Mi formación como reportero me ayudó mucho a seguir al pie de la letra esa fórmula. Cuando trabajas en un periódico aprendes a trabajar duro y producir resultados aún sin gramo de inspiración. Aprendes que el cierre no puede esperar, que la nota sale porque sale y que 500 palabras son 500 palabras, no 510 o 490. Aprendes a eliminar paja innecesaria, a ir al grano, a decir más con menos. Esa actitud de productor en serie me fue muy útil en el periodismo y es fundamental en los libros por encargo (sí, también trabajo a petición de parte y como un buen carpintero, le entrego al cliente un mueble con las medidas solicitadas).

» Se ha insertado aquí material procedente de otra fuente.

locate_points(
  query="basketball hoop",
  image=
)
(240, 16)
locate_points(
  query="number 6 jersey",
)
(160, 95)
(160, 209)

A la fecha lo sostengo: si de verdad quieres dedicarte profesionalmente a esto, entonces debes transformarte en un obrero, un minero capaz de picar piedra por largas horas, pero ojo, no basta. Vaya que no basta. La chispa que enciende ese motor capaz de trabajar por horas debe ser la misma que me llevaba en la adolescencia a escribir por escribir, por el puro y vil placer onanista de hacerlo, sin esperar llegar a nada. Se puede trabajar maquinalmente y hace falta un engranaje un poco robótico para la talacha, pero el cimiento y la sustancia, el flujo vital de una creación yace en el deseo.